The fracture pattern was determined, and the patient underwent open reduction and internal fixation operation in emergency conditions. After a full anatomic reduction was achieved in our operation, the metaphyseal fragment was fixed to physis by two transverse cannulated screws. Fixation was also applied to the medial condyle with one cannulated screw (Figures 2(c) and 2(d)). Since the patient’s growth continues, we ensured that no screw passes through the physis. The patient was followed up for three weeks with long leg splint in the postoperative period. At the end of the three weeks, the splint was removed, a knee exercise program was implemented, and the patient was asked to walk on tiptoes for three weeks. At the end of the six weeks, knee extension was full, flexion was 150°, and the patient started to walk with full weight. In his last control at the end of the one year, the knee regained full extension and 160° flexion.

3. Discussion

The distal femoral physis is the fastest growing growth plate in the human body at a rate of 1.0 cm per year, producing 70% of the longitudinal growth of the femur and 40% of the overall growth of the lower extremity [7, 8]. Physeal closure and cessation of growth typically occurs at an age between 14 and 16 years in girls and between 16 and 18 years in boys [1, 9]. Distal femoral epiphyseal fractures are uncommon but have a high incidence rate of complications [3] and are responsible for 1–6% of all physeal injuries and less than 1% of fractures in children [4]. Motor vehicle accidents and sports-related injuries are reported as the most common causes [2]. The Salter-Harris classification continues to be the most widely used classification system for physeal fractures [5]. It helps in understanding the mechanism of injury and in predicting the likelihood of complications. Salter-Harris type II fractures are the most common fracture type of the distal femoral physis [3, 6, 10]. Poor results correlated with severely displaced fractures, nonanatomic reduction, associated injuries, and open fractures. Complications included growth arrest, resulting in leg length discrepancy, permanent decreased range of motion, and angular deformity [2, 6]. Salter-Harris type I fractures had the lowest incidence of growth disturbance (36%), whereas Salter-Harris type IV fractures had the highest rate of growth disturbance at 64% [10]. In our case, it was a Salter-Harris type III and type IV combination, and there was a high complication risk due to the existence of displacement, and relatives of the patient were throughly informed about this.
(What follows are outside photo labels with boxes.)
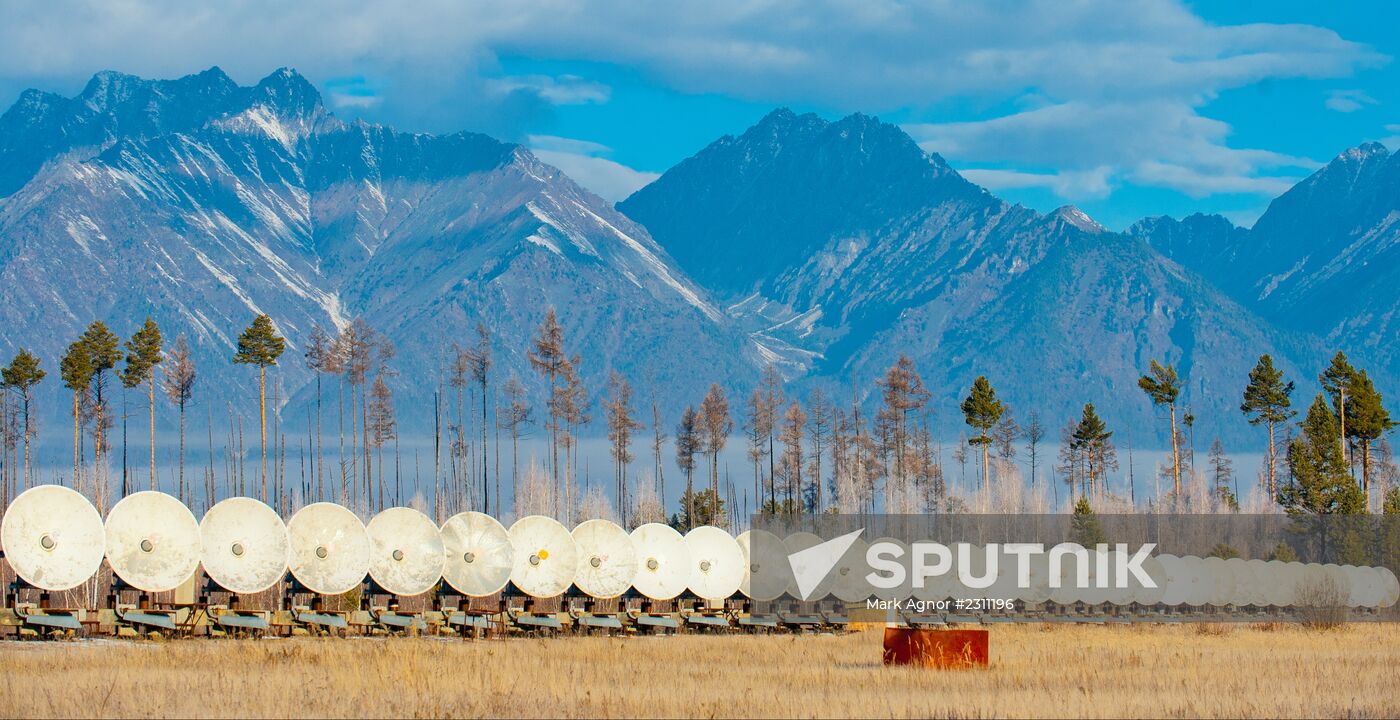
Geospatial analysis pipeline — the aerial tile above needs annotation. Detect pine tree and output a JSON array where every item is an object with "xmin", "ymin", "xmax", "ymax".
[
  {"xmin": 1210, "ymin": 437, "xmax": 1239, "ymax": 513},
  {"xmin": 1239, "ymin": 353, "xmax": 1298, "ymax": 500},
  {"xmin": 1347, "ymin": 370, "xmax": 1396, "ymax": 507},
  {"xmin": 991, "ymin": 406, "xmax": 1022, "ymax": 461},
  {"xmin": 0, "ymin": 347, "xmax": 48, "ymax": 487},
  {"xmin": 161, "ymin": 333, "xmax": 196, "ymax": 503},
  {"xmin": 962, "ymin": 375, "xmax": 1005, "ymax": 499},
  {"xmin": 122, "ymin": 317, "xmax": 162, "ymax": 490},
  {"xmin": 1070, "ymin": 402, "xmax": 1117, "ymax": 496},
  {"xmin": 80, "ymin": 321, "xmax": 122, "ymax": 481},
  {"xmin": 1278, "ymin": 394, "xmax": 1365, "ymax": 515},
  {"xmin": 1070, "ymin": 494, "xmax": 1109, "ymax": 549},
  {"xmin": 1317, "ymin": 350, "xmax": 1357, "ymax": 469},
  {"xmin": 234, "ymin": 315, "xmax": 287, "ymax": 501},
  {"xmin": 1138, "ymin": 360, "xmax": 1182, "ymax": 499},
  {"xmin": 700, "ymin": 384, "xmax": 734, "ymax": 515}
]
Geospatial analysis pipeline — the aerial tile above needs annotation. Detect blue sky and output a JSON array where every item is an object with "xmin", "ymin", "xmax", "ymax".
[{"xmin": 0, "ymin": 0, "xmax": 1400, "ymax": 228}]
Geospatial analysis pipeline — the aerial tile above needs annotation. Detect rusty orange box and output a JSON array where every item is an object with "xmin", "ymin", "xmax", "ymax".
[{"xmin": 885, "ymin": 628, "xmax": 988, "ymax": 670}]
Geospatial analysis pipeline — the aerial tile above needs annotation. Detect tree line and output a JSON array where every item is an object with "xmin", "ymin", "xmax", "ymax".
[{"xmin": 0, "ymin": 308, "xmax": 1400, "ymax": 527}]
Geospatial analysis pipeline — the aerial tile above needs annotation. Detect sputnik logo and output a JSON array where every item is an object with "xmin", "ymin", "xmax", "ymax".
[{"xmin": 788, "ymin": 528, "xmax": 865, "ymax": 600}]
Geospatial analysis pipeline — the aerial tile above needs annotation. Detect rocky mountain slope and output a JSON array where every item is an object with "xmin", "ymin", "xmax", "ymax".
[
  {"xmin": 0, "ymin": 69, "xmax": 757, "ymax": 427},
  {"xmin": 619, "ymin": 111, "xmax": 1323, "ymax": 444},
  {"xmin": 1130, "ymin": 143, "xmax": 1400, "ymax": 377}
]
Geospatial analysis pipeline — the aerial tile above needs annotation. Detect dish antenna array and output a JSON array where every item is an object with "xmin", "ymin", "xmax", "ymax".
[
  {"xmin": 0, "ymin": 485, "xmax": 105, "ymax": 591},
  {"xmin": 631, "ymin": 522, "xmax": 690, "ymax": 600},
  {"xmin": 199, "ymin": 497, "xmax": 291, "ymax": 595},
  {"xmin": 511, "ymin": 515, "xmax": 578, "ymax": 598},
  {"xmin": 106, "ymin": 490, "xmax": 204, "ymax": 593},
  {"xmin": 573, "ymin": 520, "xmax": 637, "ymax": 600},
  {"xmin": 365, "ymin": 507, "xmax": 447, "ymax": 595},
  {"xmin": 441, "ymin": 513, "xmax": 515, "ymax": 598},
  {"xmin": 287, "ymin": 503, "xmax": 370, "ymax": 595},
  {"xmin": 685, "ymin": 525, "xmax": 745, "ymax": 601},
  {"xmin": 0, "ymin": 486, "xmax": 1400, "ymax": 628}
]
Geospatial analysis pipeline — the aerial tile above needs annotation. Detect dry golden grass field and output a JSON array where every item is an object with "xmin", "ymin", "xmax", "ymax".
[{"xmin": 0, "ymin": 623, "xmax": 1400, "ymax": 717}]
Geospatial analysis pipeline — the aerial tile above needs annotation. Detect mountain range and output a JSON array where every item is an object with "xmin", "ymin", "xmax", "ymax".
[{"xmin": 0, "ymin": 69, "xmax": 1383, "ymax": 445}]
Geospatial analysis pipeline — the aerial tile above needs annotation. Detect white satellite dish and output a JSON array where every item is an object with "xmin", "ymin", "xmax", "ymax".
[
  {"xmin": 199, "ymin": 497, "xmax": 290, "ymax": 595},
  {"xmin": 1322, "ymin": 563, "xmax": 1357, "ymax": 608},
  {"xmin": 1201, "ymin": 558, "xmax": 1243, "ymax": 607},
  {"xmin": 1156, "ymin": 553, "xmax": 1187, "ymax": 605},
  {"xmin": 1047, "ymin": 542, "xmax": 1095, "ymax": 605},
  {"xmin": 573, "ymin": 520, "xmax": 638, "ymax": 600},
  {"xmin": 1378, "ymin": 567, "xmax": 1400, "ymax": 608},
  {"xmin": 1016, "ymin": 553, "xmax": 1051, "ymax": 605},
  {"xmin": 1079, "ymin": 548, "xmax": 1113, "ymax": 605},
  {"xmin": 1107, "ymin": 551, "xmax": 1140, "ymax": 605},
  {"xmin": 441, "ymin": 511, "xmax": 515, "ymax": 598},
  {"xmin": 511, "ymin": 515, "xmax": 578, "ymax": 598},
  {"xmin": 631, "ymin": 522, "xmax": 690, "ymax": 600},
  {"xmin": 735, "ymin": 529, "xmax": 792, "ymax": 602},
  {"xmin": 686, "ymin": 525, "xmax": 745, "ymax": 600},
  {"xmin": 106, "ymin": 490, "xmax": 203, "ymax": 593},
  {"xmin": 287, "ymin": 503, "xmax": 370, "ymax": 595},
  {"xmin": 1182, "ymin": 555, "xmax": 1214, "ymax": 608},
  {"xmin": 0, "ymin": 485, "xmax": 104, "ymax": 591},
  {"xmin": 783, "ymin": 532, "xmax": 832, "ymax": 601},
  {"xmin": 364, "ymin": 507, "xmax": 447, "ymax": 595},
  {"xmin": 1263, "ymin": 560, "xmax": 1294, "ymax": 608},
  {"xmin": 1280, "ymin": 562, "xmax": 1308, "ymax": 605},
  {"xmin": 1362, "ymin": 566, "xmax": 1386, "ymax": 608},
  {"xmin": 1235, "ymin": 559, "xmax": 1270, "ymax": 607},
  {"xmin": 1294, "ymin": 563, "xmax": 1327, "ymax": 607},
  {"xmin": 1128, "ymin": 555, "xmax": 1168, "ymax": 605}
]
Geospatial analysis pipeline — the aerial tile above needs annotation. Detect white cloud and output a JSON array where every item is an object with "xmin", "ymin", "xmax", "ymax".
[
  {"xmin": 904, "ymin": 99, "xmax": 1319, "ymax": 200},
  {"xmin": 487, "ymin": 76, "xmax": 610, "ymax": 105},
  {"xmin": 1326, "ymin": 90, "xmax": 1376, "ymax": 112},
  {"xmin": 328, "ymin": 92, "xmax": 384, "ymax": 108},
  {"xmin": 0, "ymin": 0, "xmax": 1383, "ymax": 111},
  {"xmin": 959, "ymin": 167, "xmax": 1113, "ymax": 200},
  {"xmin": 528, "ymin": 134, "xmax": 661, "ymax": 203}
]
The peroneal nerve is reported to be involved in about 3% of cases of distal femoral epiphyseal injuries [4]. The direction of displacement has been associated with the development of neurovascular injuries, where anterior displacement puts the popliteal artery at risk, and varus displacement places the peroneal nerve at risk [2]. In our case, no deficit existed in neurovascular structures.
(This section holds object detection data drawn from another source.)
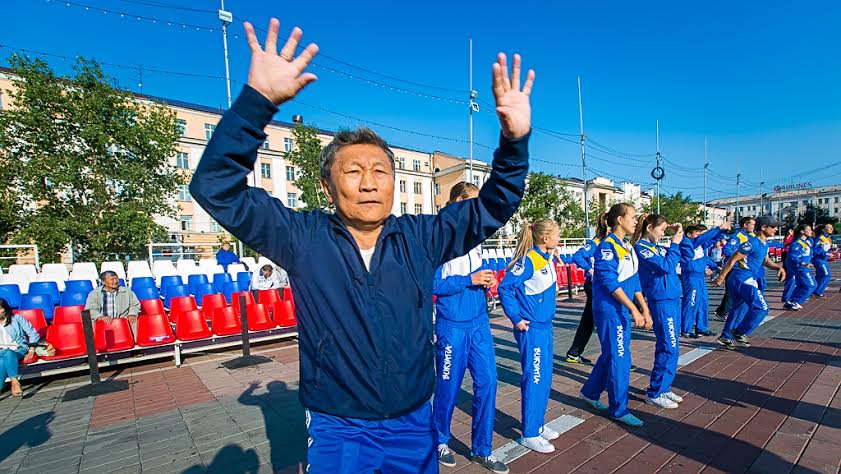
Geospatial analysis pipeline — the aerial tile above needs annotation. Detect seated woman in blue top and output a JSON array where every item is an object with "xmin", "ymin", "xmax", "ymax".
[
  {"xmin": 566, "ymin": 213, "xmax": 608, "ymax": 364},
  {"xmin": 0, "ymin": 298, "xmax": 41, "ymax": 397},
  {"xmin": 632, "ymin": 214, "xmax": 683, "ymax": 409},
  {"xmin": 581, "ymin": 203, "xmax": 653, "ymax": 426},
  {"xmin": 499, "ymin": 219, "xmax": 561, "ymax": 453}
]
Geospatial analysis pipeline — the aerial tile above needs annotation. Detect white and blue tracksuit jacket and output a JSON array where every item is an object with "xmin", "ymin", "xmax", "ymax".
[{"xmin": 499, "ymin": 248, "xmax": 558, "ymax": 438}]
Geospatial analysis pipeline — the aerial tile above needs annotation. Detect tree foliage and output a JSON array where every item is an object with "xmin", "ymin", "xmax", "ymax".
[
  {"xmin": 0, "ymin": 55, "xmax": 185, "ymax": 262},
  {"xmin": 286, "ymin": 123, "xmax": 333, "ymax": 211}
]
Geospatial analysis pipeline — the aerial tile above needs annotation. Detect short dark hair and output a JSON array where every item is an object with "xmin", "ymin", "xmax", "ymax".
[{"xmin": 318, "ymin": 127, "xmax": 395, "ymax": 179}]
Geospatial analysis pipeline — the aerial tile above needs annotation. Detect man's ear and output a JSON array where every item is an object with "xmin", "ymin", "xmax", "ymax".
[{"xmin": 319, "ymin": 178, "xmax": 333, "ymax": 204}]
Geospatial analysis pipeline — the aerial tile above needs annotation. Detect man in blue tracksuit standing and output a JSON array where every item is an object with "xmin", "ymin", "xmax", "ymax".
[
  {"xmin": 190, "ymin": 19, "xmax": 534, "ymax": 474},
  {"xmin": 432, "ymin": 181, "xmax": 508, "ymax": 474},
  {"xmin": 715, "ymin": 217, "xmax": 756, "ymax": 318},
  {"xmin": 680, "ymin": 222, "xmax": 730, "ymax": 338},
  {"xmin": 713, "ymin": 216, "xmax": 786, "ymax": 349},
  {"xmin": 783, "ymin": 224, "xmax": 816, "ymax": 311}
]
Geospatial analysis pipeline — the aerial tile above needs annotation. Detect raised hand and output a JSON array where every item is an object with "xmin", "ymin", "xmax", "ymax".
[
  {"xmin": 244, "ymin": 18, "xmax": 318, "ymax": 105},
  {"xmin": 493, "ymin": 53, "xmax": 534, "ymax": 138}
]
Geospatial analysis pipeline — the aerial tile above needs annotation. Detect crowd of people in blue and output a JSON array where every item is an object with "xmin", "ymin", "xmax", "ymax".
[{"xmin": 0, "ymin": 14, "xmax": 832, "ymax": 474}]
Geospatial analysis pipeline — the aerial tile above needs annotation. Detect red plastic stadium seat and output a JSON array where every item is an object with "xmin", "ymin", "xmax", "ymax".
[
  {"xmin": 53, "ymin": 306, "xmax": 85, "ymax": 324},
  {"xmin": 43, "ymin": 323, "xmax": 87, "ymax": 360},
  {"xmin": 245, "ymin": 304, "xmax": 277, "ymax": 331},
  {"xmin": 137, "ymin": 313, "xmax": 175, "ymax": 347},
  {"xmin": 201, "ymin": 293, "xmax": 228, "ymax": 320},
  {"xmin": 175, "ymin": 309, "xmax": 212, "ymax": 341},
  {"xmin": 231, "ymin": 291, "xmax": 254, "ymax": 316},
  {"xmin": 14, "ymin": 308, "xmax": 47, "ymax": 340},
  {"xmin": 257, "ymin": 290, "xmax": 280, "ymax": 312},
  {"xmin": 93, "ymin": 318, "xmax": 134, "ymax": 352},
  {"xmin": 274, "ymin": 301, "xmax": 298, "ymax": 327},
  {"xmin": 210, "ymin": 306, "xmax": 242, "ymax": 336},
  {"xmin": 140, "ymin": 300, "xmax": 166, "ymax": 315},
  {"xmin": 169, "ymin": 296, "xmax": 198, "ymax": 324}
]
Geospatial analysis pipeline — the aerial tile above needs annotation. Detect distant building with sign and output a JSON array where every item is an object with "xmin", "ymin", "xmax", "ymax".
[{"xmin": 709, "ymin": 182, "xmax": 841, "ymax": 223}]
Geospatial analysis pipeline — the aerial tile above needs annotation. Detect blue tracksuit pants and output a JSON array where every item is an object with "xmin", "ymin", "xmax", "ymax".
[
  {"xmin": 581, "ymin": 306, "xmax": 631, "ymax": 418},
  {"xmin": 791, "ymin": 265, "xmax": 817, "ymax": 305},
  {"xmin": 432, "ymin": 317, "xmax": 496, "ymax": 457},
  {"xmin": 306, "ymin": 403, "xmax": 438, "ymax": 474},
  {"xmin": 780, "ymin": 261, "xmax": 797, "ymax": 303},
  {"xmin": 721, "ymin": 276, "xmax": 768, "ymax": 339},
  {"xmin": 648, "ymin": 299, "xmax": 680, "ymax": 398},
  {"xmin": 812, "ymin": 260, "xmax": 832, "ymax": 295},
  {"xmin": 680, "ymin": 275, "xmax": 710, "ymax": 333},
  {"xmin": 514, "ymin": 322, "xmax": 555, "ymax": 438}
]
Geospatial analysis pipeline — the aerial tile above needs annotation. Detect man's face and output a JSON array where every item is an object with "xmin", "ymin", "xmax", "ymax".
[
  {"xmin": 102, "ymin": 274, "xmax": 120, "ymax": 290},
  {"xmin": 322, "ymin": 144, "xmax": 394, "ymax": 227}
]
Our case is a previously unpublished, Salter-Harris type III and type IV combination. We consider that high complication risks of distal femoral physeal fractures should be told to relatives of the patient. In order to decrease this high risk of complication, we consider that full anatomic reduction should be achieved by a sufficiently stabile fixation, and joint movement should be gained in early period.

Conflict of Interests

The authors declare that they have no conflict of interests to the publication of this paper.